Things in the automotive market aren’t going too well. Lots of car brands are posting losses and revised profit forecasts amid a slowdown in demand for vehicles. Total vehicle sales in the United States were down almost 4% in June, and July isn’t looking any better. Most carmakers are trying to put on a brave face, but regulatory uncertainty, tariffs, and overall softening of demand are putting a damper on most brand’s outlooks.

But not Fiat Chrysler. Once again, the rock star Italian/American carmaker reported strong second-quarter earnings that will help sustain profits throughout the year, led by their particularly strong Ram pickup brand in North America. Although US shipments of new vehicles were down 12% for FCA, increased shipments of Ram pickups and a greater share of the North American pickup market made up for the loss.

CEO Mike Manley also had to deal with the elephant in the room, that being the failed merger between FCA and Renault. Last month, it seemed that Fiat Chrysler would merge with French carmaker Renault to become one of the biggest automotive companies in the world, but things fell through when France and global alliance partner Nissan didn’t provide their blessing to the union.

RELATED: Could The Failed FCA Merger Also Destroy Alliance Between Renault And Nissan?

Rather than continue talks, FCA pulled out of negotiations.

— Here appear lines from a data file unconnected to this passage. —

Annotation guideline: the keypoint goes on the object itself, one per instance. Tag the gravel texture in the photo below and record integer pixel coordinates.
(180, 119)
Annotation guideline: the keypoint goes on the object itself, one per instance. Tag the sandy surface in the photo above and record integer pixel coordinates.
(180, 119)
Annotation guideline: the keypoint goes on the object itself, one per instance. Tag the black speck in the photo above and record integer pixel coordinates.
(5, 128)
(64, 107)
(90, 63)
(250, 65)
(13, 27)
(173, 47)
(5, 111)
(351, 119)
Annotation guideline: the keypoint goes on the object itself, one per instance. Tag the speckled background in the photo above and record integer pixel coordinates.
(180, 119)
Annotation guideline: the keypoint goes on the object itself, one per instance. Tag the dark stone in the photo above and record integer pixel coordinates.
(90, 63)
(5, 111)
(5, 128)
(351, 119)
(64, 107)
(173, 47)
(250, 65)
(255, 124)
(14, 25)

Manley told analysts during Wednesday’s call that a merger would have been nice but it was by no means necessary for FCA’s survival.

2019 Jeep Wrangler Sahara
via Jeep

"We are open to opportunity," Manley added, leaving the door open to future mergers with other companies. "I have no doubt why there still would be interest in it,” he added.

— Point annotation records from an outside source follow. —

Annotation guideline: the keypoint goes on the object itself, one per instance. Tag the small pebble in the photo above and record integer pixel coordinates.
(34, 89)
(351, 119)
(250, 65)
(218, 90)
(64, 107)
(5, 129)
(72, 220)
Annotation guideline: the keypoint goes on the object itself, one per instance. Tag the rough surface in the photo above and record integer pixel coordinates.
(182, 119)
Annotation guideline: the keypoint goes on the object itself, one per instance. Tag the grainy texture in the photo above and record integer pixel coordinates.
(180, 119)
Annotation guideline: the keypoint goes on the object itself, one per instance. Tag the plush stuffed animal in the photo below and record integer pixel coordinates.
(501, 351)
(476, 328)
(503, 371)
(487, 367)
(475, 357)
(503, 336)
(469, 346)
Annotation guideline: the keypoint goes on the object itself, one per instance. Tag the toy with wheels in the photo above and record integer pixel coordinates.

Fiat Chrysler expects their adjusted earnings before interest and tax to remain at $7.5 billion. Good performance in Latin America, as well as positive profits in Europe, Africa, and the Middle East, helped maintain their forecast, although the brand still struggles in Asia Pacific.

Maserati is still FCA’s most struggling brand, with Manley saying sales were “disappointing,” but no mention of selling the marque was made. Jeep, meanwhile, maintained its momentum thanks to the arrival of the new Gladiator mid-size pickup.